Tracer is a positron emitting isotope labeled molecule, molecular probe, that is either structurally related to the natural substrate (tracee) or involved in the dynamic process.
Injecting only trace amounts (i.e. with a high specific activity) ensures that radioligand does not cause any unintentional pharmacological or systemic effects. The system needs to be kept in dynamic equilibrium during the PET study, so that the only thing that is changing is the concentration and distribution of our radioligand. This ensures that the processes can be described with first-order rate constants, and we can calculate results using usual mathematical methods.

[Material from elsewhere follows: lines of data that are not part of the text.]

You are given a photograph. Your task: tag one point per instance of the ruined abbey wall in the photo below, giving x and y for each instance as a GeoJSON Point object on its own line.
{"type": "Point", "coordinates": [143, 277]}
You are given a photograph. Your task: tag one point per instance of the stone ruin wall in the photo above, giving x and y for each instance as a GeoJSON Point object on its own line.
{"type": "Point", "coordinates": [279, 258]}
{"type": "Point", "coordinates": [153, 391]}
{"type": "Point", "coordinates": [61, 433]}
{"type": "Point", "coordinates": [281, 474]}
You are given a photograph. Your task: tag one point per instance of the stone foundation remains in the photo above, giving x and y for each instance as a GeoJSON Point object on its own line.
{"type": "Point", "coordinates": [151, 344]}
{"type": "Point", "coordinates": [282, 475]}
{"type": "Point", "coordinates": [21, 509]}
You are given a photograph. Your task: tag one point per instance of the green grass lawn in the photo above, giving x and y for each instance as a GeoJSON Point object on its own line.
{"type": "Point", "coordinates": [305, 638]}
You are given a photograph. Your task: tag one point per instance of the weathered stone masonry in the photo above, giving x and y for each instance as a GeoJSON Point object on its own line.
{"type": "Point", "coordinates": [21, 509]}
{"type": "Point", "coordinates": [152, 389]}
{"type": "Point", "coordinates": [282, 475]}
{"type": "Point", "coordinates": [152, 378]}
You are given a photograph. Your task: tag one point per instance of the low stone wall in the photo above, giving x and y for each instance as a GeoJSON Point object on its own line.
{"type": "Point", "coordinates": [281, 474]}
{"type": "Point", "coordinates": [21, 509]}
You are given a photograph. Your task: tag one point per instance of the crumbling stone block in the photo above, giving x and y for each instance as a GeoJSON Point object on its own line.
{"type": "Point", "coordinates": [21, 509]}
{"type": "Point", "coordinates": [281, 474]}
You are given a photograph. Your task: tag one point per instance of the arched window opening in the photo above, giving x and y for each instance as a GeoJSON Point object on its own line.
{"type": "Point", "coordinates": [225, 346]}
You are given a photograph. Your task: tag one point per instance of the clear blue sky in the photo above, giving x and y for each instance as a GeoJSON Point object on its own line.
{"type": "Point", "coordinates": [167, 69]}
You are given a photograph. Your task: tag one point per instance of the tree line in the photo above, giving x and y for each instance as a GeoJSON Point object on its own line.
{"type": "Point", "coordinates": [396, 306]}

Tracer is introduced to system in a trace amount:
- Low mass (high specific activity)
- Amount of tracer is at least a couple of orders of magnitude smaller than the tracee
- Process being measured is not perturbed by it
- Less than 5% of receptor is occupied by tracer.
Higher than tracer doses
Higher radioligand masses can be intentionally administered in certain study protocols, for example to measure receptor Bmax and KD separately.
Huang SC., Carson R.E., Phelps M.E. (1983) Tracer Kinetic Modeling in Positron Computed Tomography. In: Lambrecht R.M., Rescigno A. (eds.) Tracer Kinetics and Physiologic Modeling. Lecture Notes in Biomathematics, vol 48. Springer, Berlin, Heidelberg. doi: 10.1007/978-3-642-50036-7_6.